【場地圭介】ペットショップの店員にパンツ見られました
第2章 私と場地さんとパンツと
下を向く度にはらりと垂れる前髪を邪魔そうに耳へかける姿は、やけに色っぽい。
「ちゃん、なんであんな喧嘩強いんだ?」
「私、空手やってて」
「俺も昔やってたわー」
「階級は?」
「あー……黒帯ってことしか覚えてねぇな」
「お! 私も黒帯」
「お、ちゃんやるじゃねーの」
「でしょ? 今度組み手でもします?」
「参りましたって泣かせちまうかもなー」
「は? 寝言は寝て言ってもらえます?」
ア"? と二人で睨み合ってから可笑しくなってきて、同時に吹き出す。可笑しくって可笑しくって、でも楽しくって。ちょっと前までの落ち込んでいた自分が嘘のよう。隣に並んでペヤングを食べている場地さんとの距離感が、なぜだかとても心地いい。
「あー食った食った」
「やっぱりまだお腹空いてるんじゃないですか?」
「ん? あー……まあ、腹いっぱいじゃないけど空いてはねーよ」
「なんか買ってきましょうか」
「いや、大丈夫だ。

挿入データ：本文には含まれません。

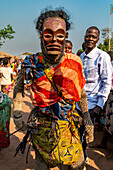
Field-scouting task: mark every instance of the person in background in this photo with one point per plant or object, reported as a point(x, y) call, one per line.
point(80, 51)
point(5, 74)
point(68, 46)
point(57, 84)
point(108, 133)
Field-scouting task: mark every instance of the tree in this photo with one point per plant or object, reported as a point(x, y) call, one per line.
point(6, 33)
point(105, 35)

気にすんな」
気にすんな、って言われて気にしないやついるのかな? いや、いるかもしれないけど私には無理だわ。私は気にしちゃうタイプの人なのです。どうしよっかなー? うーん。
「あ!」
「ア?」
「今度飲みに行きましょうよ! ビール奢ります!」
「マジ?」
「まじ」
「オマエいいやつだな!」
「ちょろ」
「ア"?」
「あに点々をつけるな、点々を」
すぐメンチ切ってくるじゃん。カルシウム不足じゃん。そんなことを思いながらスマホをスッスッと操作してチャットアプリのQRコードを画面いっぱいに表示する。「ほい」と画面を場地さんに見せれば私の意図を汲んでくれたらしく、私と同じようにスマホを操作してQRコードを読み取ってくれた。